Efficient Vision Transformer with Token Sparsification for Event-Based Object Tracking (IJCV 2026)

Abstract

The Vision Transformer has gained popularity as a neural network architecture for event-based vision tasks. However, its use on resource-constrained devices is limited due to high computational and memory costs. This paper presents an Efficient Vision Transformer, a novel backbone for object tracking with event cameras. Specifically, we propose two adaptive token sparsification strategies based on the inherent characteristics of event data and tracking tasks, thereby reducing the computation while maintaining comparable performance. Firstly, since events are spatially sparse at pixel locations, we adaptively predict the sparsification ratio based on statistical entropy analysis and subsequently remove search tokens exhibiting dissimilarity to template tokens. Besides, we further eliminate redundant tokens by estimating the importance score of each token given the tracking targets.

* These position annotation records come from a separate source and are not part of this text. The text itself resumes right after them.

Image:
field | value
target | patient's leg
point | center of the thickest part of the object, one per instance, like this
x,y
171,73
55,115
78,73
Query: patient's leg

By hierarchically pruning more than 60% of the input tokens of vanilla Vision Transformer (ViT), our method significantly reduces MAC operations by approximately 25%, while the tracking accuracy drops by no more than 0.5%. Extensive experiments on various event-based tracking datasets demonstrate that our proposed approach outperforms existing state-of-the-art methods in both tracking accuracy and speed.

Publication
IJCV 2026